Food Texture Basics
I hope you’ll find this guide useful in categorizing your own ideas of food texture. This is by no means comprehensive, nor are my food placements universal, so I am happy to discuss your different interpretations of texture in the comments!
I’ve also posted some articles on this topic on my Instagram. Some quotes below (the last being my favorite):
“The perception of food texture arises from the interaction of a food with mechanoreceptors in the mouth. It depends on neural impulses carried by multiple nerves. [It is] a key driver of the acceptance or rejection of foods.” (Science Daily)
“Texture...is also essential in identifying [food]. When researchers pureed and strained foods, young adults...were only able to identify 40.7% of them. Flavour alone is not enough.” (The Guardian)
“[The Japanese have] 406 terms for texture, compared to the paltry 78 offered by American English.” (Japan Times)

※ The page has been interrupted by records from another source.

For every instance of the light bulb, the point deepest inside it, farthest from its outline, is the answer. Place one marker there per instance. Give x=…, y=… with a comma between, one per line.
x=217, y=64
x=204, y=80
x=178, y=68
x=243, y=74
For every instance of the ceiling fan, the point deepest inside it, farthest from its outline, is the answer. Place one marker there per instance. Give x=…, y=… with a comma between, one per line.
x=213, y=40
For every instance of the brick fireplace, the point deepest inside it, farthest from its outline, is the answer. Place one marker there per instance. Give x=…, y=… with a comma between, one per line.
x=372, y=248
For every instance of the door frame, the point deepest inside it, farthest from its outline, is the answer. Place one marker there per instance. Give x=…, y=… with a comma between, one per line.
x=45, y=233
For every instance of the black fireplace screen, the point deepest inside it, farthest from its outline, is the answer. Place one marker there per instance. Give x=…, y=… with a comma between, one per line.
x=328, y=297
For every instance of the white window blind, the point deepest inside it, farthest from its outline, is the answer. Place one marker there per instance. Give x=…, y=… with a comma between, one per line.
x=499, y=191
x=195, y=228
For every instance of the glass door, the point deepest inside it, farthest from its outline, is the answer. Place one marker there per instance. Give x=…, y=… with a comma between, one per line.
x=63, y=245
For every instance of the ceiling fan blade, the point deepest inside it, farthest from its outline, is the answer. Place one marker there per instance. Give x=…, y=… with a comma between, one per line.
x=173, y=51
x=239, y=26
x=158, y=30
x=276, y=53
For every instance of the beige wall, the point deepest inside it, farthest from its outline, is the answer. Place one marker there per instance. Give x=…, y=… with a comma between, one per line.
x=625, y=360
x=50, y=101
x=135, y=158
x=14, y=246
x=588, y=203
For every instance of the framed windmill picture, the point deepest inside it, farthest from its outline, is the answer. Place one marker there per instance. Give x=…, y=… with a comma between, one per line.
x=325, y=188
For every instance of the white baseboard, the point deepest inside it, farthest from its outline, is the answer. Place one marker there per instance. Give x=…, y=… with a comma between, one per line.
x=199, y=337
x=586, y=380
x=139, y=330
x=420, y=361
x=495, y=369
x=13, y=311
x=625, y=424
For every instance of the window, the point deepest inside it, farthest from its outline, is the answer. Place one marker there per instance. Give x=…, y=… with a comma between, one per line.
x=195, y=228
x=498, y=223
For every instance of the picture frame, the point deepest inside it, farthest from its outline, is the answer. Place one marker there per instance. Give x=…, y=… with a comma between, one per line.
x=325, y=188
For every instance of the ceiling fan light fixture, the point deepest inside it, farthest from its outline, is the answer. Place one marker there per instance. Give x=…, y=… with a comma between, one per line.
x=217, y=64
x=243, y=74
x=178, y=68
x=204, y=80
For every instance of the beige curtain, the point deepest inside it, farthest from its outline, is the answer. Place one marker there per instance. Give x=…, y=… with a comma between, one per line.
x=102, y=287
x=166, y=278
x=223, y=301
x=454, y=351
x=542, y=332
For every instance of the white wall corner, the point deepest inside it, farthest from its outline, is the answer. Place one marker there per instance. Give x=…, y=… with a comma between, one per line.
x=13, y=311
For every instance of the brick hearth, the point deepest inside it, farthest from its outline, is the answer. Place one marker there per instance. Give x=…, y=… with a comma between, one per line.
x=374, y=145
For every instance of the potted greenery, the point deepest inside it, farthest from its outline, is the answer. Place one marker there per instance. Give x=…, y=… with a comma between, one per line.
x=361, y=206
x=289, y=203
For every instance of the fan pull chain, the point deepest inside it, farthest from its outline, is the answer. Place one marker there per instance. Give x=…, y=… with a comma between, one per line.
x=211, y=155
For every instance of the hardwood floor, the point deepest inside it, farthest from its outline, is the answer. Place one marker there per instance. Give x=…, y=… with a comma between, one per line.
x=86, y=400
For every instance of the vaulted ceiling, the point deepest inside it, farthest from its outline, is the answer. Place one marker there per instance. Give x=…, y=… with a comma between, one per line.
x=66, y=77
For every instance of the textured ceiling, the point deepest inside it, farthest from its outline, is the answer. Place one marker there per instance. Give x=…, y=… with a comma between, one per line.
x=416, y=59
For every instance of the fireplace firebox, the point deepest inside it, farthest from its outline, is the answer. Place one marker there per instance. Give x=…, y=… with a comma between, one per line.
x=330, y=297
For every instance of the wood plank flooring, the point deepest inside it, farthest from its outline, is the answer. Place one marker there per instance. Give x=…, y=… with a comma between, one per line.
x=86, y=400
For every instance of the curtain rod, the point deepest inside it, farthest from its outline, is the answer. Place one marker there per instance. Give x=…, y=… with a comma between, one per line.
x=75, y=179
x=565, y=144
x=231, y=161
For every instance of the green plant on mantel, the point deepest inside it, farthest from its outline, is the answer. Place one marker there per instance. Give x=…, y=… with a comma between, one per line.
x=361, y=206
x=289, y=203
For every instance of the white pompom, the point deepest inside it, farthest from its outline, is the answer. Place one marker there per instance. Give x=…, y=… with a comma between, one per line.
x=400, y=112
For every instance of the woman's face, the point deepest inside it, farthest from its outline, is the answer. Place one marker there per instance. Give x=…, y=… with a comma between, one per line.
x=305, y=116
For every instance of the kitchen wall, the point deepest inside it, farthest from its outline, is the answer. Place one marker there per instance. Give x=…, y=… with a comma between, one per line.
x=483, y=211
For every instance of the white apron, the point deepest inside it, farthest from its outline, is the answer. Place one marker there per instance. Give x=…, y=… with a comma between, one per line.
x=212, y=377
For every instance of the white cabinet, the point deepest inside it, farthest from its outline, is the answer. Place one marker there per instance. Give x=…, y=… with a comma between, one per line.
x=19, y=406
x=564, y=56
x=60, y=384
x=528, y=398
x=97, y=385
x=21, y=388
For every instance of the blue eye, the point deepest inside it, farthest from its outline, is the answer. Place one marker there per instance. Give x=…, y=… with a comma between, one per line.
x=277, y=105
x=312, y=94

“Food sensory researchers break [down] chewing preferences into four categories. Chewers prefer foods that can be chewed for a long time, like gummy candy. Crunchers prefer foods that respond with a resounding crunch, like potato chips. Suckers prefer foods, like hard candy, that dissolve slowly over time. And smooshers, the laziest of all eaters, prefer soft creamy foods that spread across the mouth with minimal effort—like puddings.” (Popular Science) — I am proud to say that I AM A SMOOSHER!